Another tightly related concept is boosting, a meta-algorithm presented in Schapire’s 1990 paper (online version can be found here), which provided an affirmative answer to the 1988 question by Kearns and Valiant: “Can a set of weak learners create a single strong learner?”. In this context, multiple weak predictors can be combined to produce a stronger one, thus reducing both variance and bias of the resulting composition. The linear combination of different thresholding mechanisms, like presented in this post, is a popular boosting strategy.
The power and simplicity of boosting proves to be very effective. Many current setups include it for different applications; e.g. the InstaBoost paper by Fang et al. (online version here) performs instance-based segmentation and inpainting, bringing forward the state of the art in several benchmarks.

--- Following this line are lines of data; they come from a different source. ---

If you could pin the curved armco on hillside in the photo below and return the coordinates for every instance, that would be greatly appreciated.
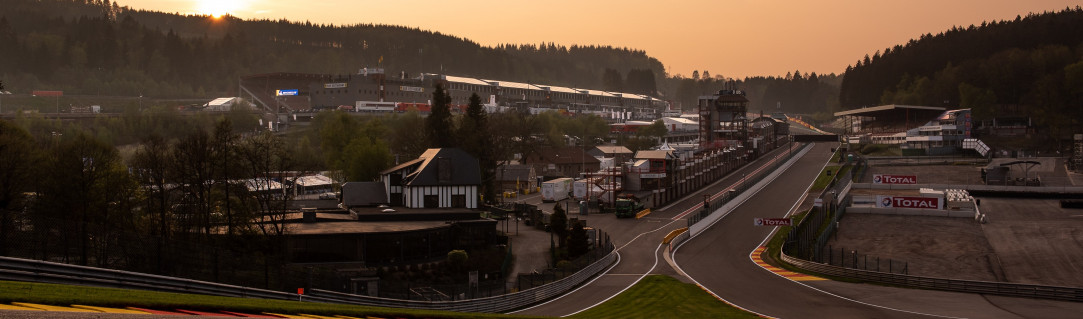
(719, 260)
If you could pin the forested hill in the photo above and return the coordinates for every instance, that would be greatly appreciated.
(1032, 61)
(94, 47)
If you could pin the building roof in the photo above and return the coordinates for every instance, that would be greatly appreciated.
(445, 167)
(221, 101)
(563, 90)
(402, 165)
(511, 84)
(564, 156)
(466, 80)
(513, 172)
(610, 149)
(311, 181)
(262, 184)
(679, 121)
(654, 155)
(363, 194)
(599, 93)
(886, 108)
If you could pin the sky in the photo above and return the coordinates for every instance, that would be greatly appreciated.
(732, 38)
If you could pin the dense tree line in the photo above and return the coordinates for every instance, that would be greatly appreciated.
(204, 205)
(794, 93)
(91, 47)
(1033, 62)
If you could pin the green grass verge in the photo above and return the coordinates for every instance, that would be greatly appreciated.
(64, 295)
(663, 296)
(655, 296)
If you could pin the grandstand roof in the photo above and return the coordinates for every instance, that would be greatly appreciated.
(884, 109)
(466, 80)
(562, 90)
(599, 93)
(512, 84)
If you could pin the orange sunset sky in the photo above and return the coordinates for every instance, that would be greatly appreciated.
(733, 38)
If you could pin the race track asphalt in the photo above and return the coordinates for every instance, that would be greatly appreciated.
(719, 260)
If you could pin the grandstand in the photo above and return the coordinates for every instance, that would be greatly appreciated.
(372, 91)
(260, 89)
(918, 130)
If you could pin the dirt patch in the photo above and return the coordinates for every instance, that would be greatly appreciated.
(931, 247)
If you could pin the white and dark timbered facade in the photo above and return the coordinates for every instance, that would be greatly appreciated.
(441, 177)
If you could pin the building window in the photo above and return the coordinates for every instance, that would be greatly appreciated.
(431, 201)
(458, 201)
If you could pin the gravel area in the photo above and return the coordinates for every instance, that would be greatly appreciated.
(1025, 240)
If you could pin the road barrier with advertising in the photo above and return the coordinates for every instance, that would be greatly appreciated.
(726, 201)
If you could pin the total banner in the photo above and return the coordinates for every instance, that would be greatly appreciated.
(910, 202)
(886, 178)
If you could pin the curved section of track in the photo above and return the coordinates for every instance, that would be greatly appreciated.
(722, 261)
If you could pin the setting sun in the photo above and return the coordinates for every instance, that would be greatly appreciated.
(218, 8)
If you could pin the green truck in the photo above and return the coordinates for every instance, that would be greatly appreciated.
(627, 208)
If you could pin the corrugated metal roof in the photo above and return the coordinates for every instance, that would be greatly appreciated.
(466, 80)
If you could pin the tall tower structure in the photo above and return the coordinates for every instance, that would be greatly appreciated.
(723, 120)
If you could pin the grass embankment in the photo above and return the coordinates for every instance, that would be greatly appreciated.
(655, 296)
(663, 296)
(64, 295)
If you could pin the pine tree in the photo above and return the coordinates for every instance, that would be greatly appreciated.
(438, 124)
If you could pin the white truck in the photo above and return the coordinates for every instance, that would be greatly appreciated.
(556, 189)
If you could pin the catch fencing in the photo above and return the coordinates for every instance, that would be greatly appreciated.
(722, 201)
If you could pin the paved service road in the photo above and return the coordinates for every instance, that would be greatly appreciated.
(719, 260)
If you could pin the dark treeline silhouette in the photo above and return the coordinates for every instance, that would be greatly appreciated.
(1030, 65)
(95, 47)
(206, 205)
(796, 92)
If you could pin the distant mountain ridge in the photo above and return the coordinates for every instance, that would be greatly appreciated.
(95, 45)
(976, 66)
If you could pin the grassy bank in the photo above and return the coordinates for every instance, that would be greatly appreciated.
(655, 296)
(663, 296)
(64, 295)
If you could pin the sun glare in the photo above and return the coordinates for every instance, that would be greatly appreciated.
(218, 8)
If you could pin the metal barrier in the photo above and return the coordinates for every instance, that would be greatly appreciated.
(18, 269)
(1006, 289)
(723, 201)
(494, 304)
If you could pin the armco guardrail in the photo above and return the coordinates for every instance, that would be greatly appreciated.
(18, 269)
(1006, 289)
(493, 304)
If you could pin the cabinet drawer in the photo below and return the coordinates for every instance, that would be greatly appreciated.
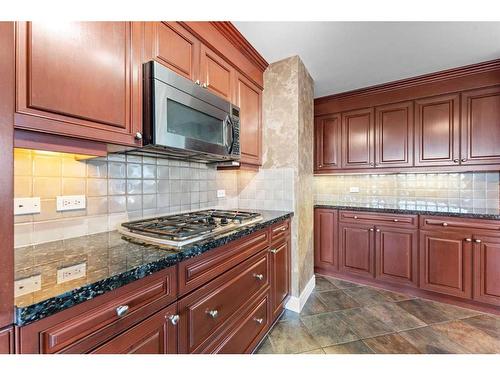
(249, 329)
(203, 313)
(378, 218)
(280, 230)
(198, 271)
(445, 222)
(85, 326)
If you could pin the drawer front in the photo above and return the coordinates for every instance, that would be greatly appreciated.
(197, 271)
(204, 312)
(409, 221)
(249, 330)
(104, 321)
(444, 222)
(280, 230)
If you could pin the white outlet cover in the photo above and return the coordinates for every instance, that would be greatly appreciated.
(27, 285)
(25, 206)
(70, 202)
(71, 273)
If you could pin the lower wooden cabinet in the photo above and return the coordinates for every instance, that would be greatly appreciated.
(357, 249)
(7, 340)
(487, 269)
(446, 263)
(155, 335)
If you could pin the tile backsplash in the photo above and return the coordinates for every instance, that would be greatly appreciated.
(117, 188)
(446, 191)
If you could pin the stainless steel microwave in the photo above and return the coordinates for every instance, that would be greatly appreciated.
(184, 120)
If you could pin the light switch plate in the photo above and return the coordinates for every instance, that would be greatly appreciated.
(71, 273)
(27, 285)
(25, 206)
(70, 202)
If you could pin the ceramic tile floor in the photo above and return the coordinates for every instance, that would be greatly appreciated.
(342, 317)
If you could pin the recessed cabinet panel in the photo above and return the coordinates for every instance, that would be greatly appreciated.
(446, 263)
(327, 145)
(481, 126)
(437, 125)
(394, 135)
(357, 139)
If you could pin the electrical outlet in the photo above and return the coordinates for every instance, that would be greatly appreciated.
(25, 206)
(71, 273)
(27, 285)
(70, 202)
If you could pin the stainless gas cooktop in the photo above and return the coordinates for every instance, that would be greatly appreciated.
(182, 229)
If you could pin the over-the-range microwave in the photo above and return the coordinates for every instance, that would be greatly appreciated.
(182, 119)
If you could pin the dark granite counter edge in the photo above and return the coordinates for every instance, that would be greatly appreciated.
(43, 309)
(470, 215)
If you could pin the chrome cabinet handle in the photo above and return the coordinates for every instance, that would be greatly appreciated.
(122, 310)
(213, 313)
(174, 319)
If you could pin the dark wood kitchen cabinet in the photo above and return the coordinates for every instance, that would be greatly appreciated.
(357, 249)
(487, 269)
(394, 135)
(326, 239)
(155, 335)
(437, 123)
(357, 139)
(80, 79)
(446, 262)
(481, 126)
(327, 134)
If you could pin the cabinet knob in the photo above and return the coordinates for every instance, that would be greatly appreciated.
(122, 310)
(174, 319)
(213, 313)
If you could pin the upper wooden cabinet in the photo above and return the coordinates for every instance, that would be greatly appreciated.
(327, 132)
(173, 46)
(249, 98)
(394, 135)
(357, 139)
(437, 125)
(80, 79)
(481, 126)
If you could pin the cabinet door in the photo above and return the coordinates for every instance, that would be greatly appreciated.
(325, 239)
(216, 74)
(446, 263)
(173, 46)
(280, 275)
(487, 270)
(357, 249)
(481, 126)
(249, 98)
(394, 135)
(357, 139)
(80, 79)
(396, 255)
(437, 125)
(155, 335)
(327, 142)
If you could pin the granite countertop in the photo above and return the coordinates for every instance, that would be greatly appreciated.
(110, 261)
(476, 213)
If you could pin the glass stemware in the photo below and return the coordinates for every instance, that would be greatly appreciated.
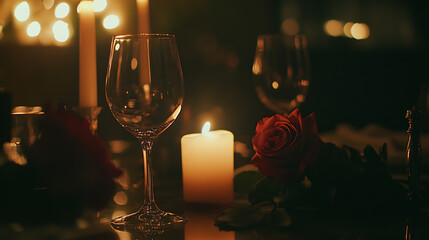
(281, 71)
(144, 91)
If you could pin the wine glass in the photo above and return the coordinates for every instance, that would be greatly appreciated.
(144, 91)
(281, 71)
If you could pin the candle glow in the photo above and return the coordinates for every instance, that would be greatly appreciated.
(208, 166)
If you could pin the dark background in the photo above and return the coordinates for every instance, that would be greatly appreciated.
(353, 81)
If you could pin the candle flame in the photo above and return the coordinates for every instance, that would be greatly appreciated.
(206, 129)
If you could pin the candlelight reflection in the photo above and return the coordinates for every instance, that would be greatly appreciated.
(200, 226)
(121, 198)
(22, 11)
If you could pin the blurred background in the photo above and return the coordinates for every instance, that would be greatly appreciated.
(368, 58)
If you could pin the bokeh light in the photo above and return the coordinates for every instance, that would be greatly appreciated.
(33, 29)
(111, 22)
(61, 31)
(348, 29)
(290, 26)
(22, 11)
(334, 28)
(62, 10)
(275, 85)
(48, 4)
(360, 31)
(99, 5)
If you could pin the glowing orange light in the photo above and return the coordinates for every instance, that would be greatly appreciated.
(300, 98)
(347, 29)
(290, 26)
(120, 198)
(275, 85)
(256, 69)
(334, 28)
(360, 31)
(205, 131)
(305, 83)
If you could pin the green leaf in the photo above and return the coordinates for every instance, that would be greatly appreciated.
(239, 216)
(244, 181)
(264, 190)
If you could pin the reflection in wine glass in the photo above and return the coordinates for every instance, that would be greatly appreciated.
(144, 91)
(281, 71)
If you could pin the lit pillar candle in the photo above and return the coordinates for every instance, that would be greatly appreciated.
(208, 166)
(87, 56)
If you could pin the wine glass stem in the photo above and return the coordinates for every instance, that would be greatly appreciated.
(148, 197)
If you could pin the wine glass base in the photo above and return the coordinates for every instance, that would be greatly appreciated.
(149, 220)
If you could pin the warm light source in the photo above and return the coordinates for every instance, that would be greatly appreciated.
(290, 26)
(22, 11)
(134, 63)
(111, 22)
(99, 5)
(33, 29)
(334, 28)
(62, 10)
(360, 31)
(348, 29)
(61, 31)
(48, 4)
(275, 85)
(206, 129)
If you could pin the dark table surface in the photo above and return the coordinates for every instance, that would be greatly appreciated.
(168, 194)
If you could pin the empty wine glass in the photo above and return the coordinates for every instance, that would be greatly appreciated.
(281, 71)
(144, 91)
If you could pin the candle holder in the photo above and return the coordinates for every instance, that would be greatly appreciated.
(90, 114)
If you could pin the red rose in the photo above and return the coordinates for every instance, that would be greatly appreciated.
(286, 146)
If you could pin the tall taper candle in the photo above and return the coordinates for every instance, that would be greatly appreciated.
(143, 16)
(87, 56)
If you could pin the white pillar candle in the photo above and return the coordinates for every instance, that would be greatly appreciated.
(87, 56)
(208, 167)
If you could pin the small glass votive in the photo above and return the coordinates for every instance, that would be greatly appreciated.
(25, 131)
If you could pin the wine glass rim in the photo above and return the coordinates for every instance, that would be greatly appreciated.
(300, 35)
(144, 35)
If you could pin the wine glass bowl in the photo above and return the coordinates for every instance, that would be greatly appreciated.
(144, 91)
(281, 71)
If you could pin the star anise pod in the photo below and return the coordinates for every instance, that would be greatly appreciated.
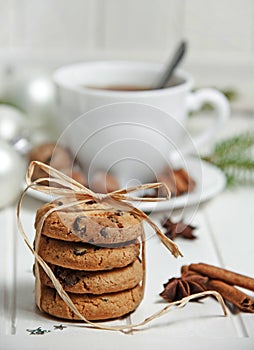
(178, 229)
(187, 284)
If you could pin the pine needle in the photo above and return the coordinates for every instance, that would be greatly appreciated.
(234, 156)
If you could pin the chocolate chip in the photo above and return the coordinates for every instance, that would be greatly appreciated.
(103, 232)
(65, 276)
(71, 280)
(79, 251)
(78, 226)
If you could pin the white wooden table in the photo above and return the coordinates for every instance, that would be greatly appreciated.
(225, 238)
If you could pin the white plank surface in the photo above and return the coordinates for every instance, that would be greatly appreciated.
(224, 238)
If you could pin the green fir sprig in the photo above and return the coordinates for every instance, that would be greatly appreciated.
(234, 156)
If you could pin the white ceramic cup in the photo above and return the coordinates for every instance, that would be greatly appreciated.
(141, 127)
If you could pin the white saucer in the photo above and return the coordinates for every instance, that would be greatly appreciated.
(209, 179)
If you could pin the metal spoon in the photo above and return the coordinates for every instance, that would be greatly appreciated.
(174, 62)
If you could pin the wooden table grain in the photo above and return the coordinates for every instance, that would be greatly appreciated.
(225, 237)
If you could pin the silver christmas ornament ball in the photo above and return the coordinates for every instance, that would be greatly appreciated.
(12, 174)
(13, 124)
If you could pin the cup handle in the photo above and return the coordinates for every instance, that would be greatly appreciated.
(222, 111)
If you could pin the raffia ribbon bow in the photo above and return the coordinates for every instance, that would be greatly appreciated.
(119, 199)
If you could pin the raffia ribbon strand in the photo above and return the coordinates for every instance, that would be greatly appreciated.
(119, 200)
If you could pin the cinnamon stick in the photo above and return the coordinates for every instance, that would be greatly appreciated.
(243, 301)
(224, 275)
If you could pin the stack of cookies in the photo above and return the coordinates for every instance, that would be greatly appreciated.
(93, 250)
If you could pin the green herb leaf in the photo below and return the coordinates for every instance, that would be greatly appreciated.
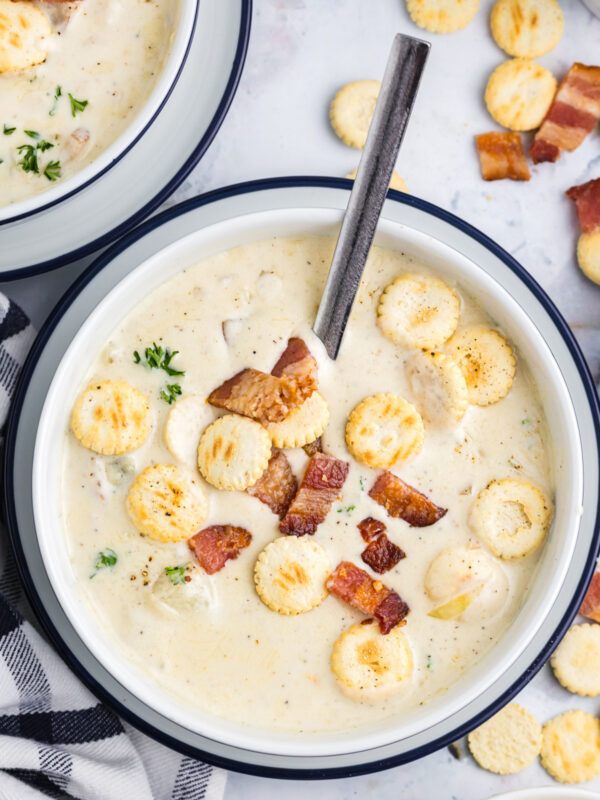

But maybe the most powerful and compelling bridge that I’ve seen so far between Machine Learning and ILPs is the following paper, that got a spotlight at ICML 2021:
In it, the authors demonstrate the potential of neural networks to solve ILPs. They provide differentiable expressions for both the cost terms and the constraints, resulting in end-to-end trainable architectures that simultaneously extract the features from raw data and learn the constraints that define the combinatorial problem. The image below illustrates one very exciting application of this:
This post covered a practical approach for encoding predicates into linear programs, and showcased it on two different examples inspired in real-world scenarios. From one perspective, the techniques presented here can enhance the expressiveness of our LP repertoire, but at the same time they allow us to leverage the LP theoretical and practical advantages to solve hard combinatorial problems. What a nice duality!